Kemudian naiknya harga-harga mulai dari minyak goreng, daging, LPG, BBM hingga kenaikan Pajak Pertambahan Nilai (PPN), kmudian kasus filisida, UU IKN, pernikahan beda agama, UU KPK, dsb.

Belum lagi kekayaan alam dijual, rupiah melemah, kiprah BUMN dikurangi, keran impor dibuka lebar, hutan makin mudah dijarah dan budaya korupsi semakin beranak-pinak.

Berbagai kebijakan yang mengiris hati, Janji kampanye yang tak kunjung terealisasi, dan narasi rezim yang sampai hati. Membuat mahasiswa gerah dengan kelakuan tikus-tikus berdasi.

Persoalan inilah yang memancing gelombang pergerakan mahasiswa, dengan mengharap perubahan serta perbaikan atas gentingnya persoalan negeri. 

Dengan semangat yang bergejolak, mahasiswa terus melangkah untuk menyampaikan aspirasi. Atas nama rakyat mereka turun ke jalan dengan berbagai argumentasi. Mungkinkah kali ini mahasiswa berhasil mengubah kondisi?

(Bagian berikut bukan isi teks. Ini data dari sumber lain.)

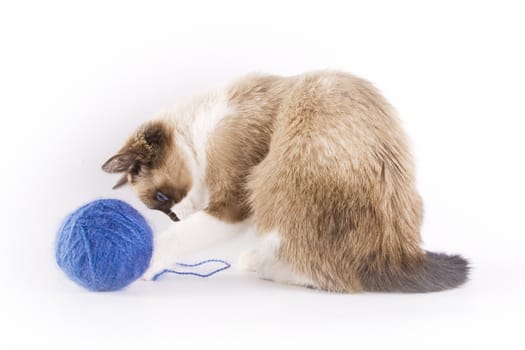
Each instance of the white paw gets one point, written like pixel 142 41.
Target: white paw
pixel 249 260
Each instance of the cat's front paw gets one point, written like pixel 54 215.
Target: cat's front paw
pixel 163 257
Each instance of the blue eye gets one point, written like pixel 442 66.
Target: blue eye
pixel 161 197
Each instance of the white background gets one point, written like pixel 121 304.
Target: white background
pixel 76 79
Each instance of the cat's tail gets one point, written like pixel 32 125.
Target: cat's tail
pixel 435 272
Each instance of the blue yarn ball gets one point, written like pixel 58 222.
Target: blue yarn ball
pixel 104 245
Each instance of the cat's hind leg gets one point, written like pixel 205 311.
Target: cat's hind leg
pixel 265 261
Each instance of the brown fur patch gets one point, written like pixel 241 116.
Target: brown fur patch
pixel 240 142
pixel 321 159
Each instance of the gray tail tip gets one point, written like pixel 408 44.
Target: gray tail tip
pixel 445 271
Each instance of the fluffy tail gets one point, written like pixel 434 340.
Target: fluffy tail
pixel 435 272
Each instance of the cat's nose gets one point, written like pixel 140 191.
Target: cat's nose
pixel 172 216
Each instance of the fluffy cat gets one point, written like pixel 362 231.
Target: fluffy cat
pixel 317 162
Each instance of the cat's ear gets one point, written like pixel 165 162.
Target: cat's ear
pixel 123 180
pixel 120 162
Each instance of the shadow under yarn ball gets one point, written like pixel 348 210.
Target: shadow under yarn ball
pixel 104 245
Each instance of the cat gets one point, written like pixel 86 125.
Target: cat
pixel 317 163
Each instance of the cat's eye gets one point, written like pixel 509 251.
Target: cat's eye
pixel 161 197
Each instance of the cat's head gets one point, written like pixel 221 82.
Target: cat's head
pixel 151 163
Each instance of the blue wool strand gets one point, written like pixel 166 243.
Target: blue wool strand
pixel 226 266
pixel 104 245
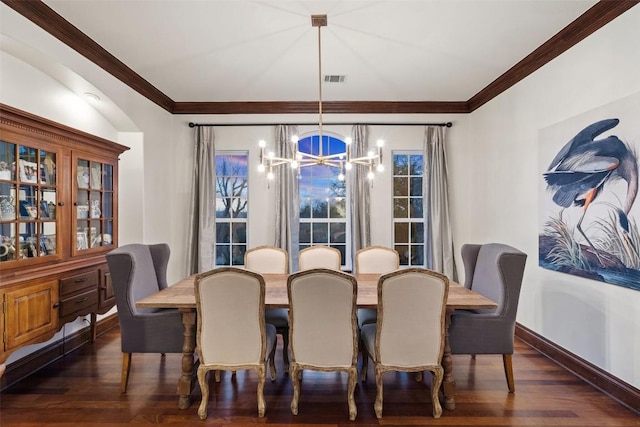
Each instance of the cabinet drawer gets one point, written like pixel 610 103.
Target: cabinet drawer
pixel 76 283
pixel 80 304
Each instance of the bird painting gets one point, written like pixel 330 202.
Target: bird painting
pixel 581 170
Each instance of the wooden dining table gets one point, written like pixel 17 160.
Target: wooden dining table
pixel 181 295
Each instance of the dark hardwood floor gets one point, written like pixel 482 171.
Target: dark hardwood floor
pixel 82 389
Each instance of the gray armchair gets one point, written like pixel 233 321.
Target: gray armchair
pixel 495 271
pixel 138 271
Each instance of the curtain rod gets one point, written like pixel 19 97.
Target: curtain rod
pixel 443 124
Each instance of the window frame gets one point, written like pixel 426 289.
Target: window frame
pixel 232 220
pixel 410 243
pixel 347 263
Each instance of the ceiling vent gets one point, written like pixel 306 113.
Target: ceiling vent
pixel 329 78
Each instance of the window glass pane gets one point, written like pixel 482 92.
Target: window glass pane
pixel 416 186
pixel 417 254
pixel 338 207
pixel 342 250
pixel 417 232
pixel 320 208
pixel 239 207
pixel 323 198
pixel 305 232
pixel 415 165
pixel 320 233
pixel 223 207
pixel 338 232
pixel 223 255
pixel 416 207
pixel 305 208
pixel 400 164
pixel 222 232
pixel 239 230
pixel 403 252
pixel 400 208
pixel 401 232
pixel 400 186
pixel 237 254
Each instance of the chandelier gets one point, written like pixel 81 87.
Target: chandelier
pixel 343 161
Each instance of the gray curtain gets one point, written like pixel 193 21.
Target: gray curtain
pixel 359 188
pixel 287 200
pixel 202 238
pixel 439 238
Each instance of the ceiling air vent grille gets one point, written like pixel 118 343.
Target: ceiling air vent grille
pixel 329 78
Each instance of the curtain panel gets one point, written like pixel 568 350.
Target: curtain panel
pixel 439 237
pixel 202 212
pixel 359 189
pixel 286 198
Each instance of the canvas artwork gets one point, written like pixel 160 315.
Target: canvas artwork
pixel 589 204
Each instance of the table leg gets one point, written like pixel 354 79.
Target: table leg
pixel 186 381
pixel 448 384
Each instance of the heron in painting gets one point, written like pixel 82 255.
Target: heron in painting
pixel 578 173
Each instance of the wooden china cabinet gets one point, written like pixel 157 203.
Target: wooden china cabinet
pixel 58 219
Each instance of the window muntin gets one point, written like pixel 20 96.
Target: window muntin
pixel 408 208
pixel 324 217
pixel 232 184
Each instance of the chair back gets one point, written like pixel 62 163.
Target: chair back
pixel 319 257
pixel 267 260
pixel 230 311
pixel 495 270
pixel 137 271
pixel 411 318
pixel 377 259
pixel 323 330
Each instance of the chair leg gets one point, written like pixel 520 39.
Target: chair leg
pixel 126 368
pixel 353 379
pixel 508 371
pixel 436 382
pixel 261 378
pixel 295 381
pixel 272 363
pixel 204 388
pixel 377 406
pixel 285 350
pixel 365 363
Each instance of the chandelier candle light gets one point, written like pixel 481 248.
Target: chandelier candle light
pixel 343 161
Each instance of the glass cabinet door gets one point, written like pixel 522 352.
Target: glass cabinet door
pixel 28 201
pixel 93 205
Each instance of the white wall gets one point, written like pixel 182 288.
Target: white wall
pixel 496 193
pixel 493 173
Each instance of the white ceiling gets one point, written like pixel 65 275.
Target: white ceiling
pixel 267 50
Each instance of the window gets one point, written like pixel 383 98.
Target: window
pixel 323 200
pixel 231 207
pixel 408 208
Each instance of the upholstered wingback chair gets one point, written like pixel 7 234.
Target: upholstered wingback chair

Memahami akar permasalahan negeri

Pemuda dan mahasiswa sebagai agent of change harusnya cerdas dalam menganalisis permasalahan negeri ini. Paham akan apa yang menjadi akar masalah di negeri ini. Agar mampu menghadirkan solusi hakiki dan tidak terjebak arus pragmatisme.

Ragam persoalan negeri bukan hanya terjadi kali ini saja, aksi demo mahasiswa bukan kali pertamanya, pergantian pemimpin pun sudah ke-7 kalinya. Sayangnya tak juga membuat kondisi Indonesia sejahtera. 
Justru karut-marut kehidupan di negeri ini nampak jelas dipertontonkan oleh penguasa rezim hari ini.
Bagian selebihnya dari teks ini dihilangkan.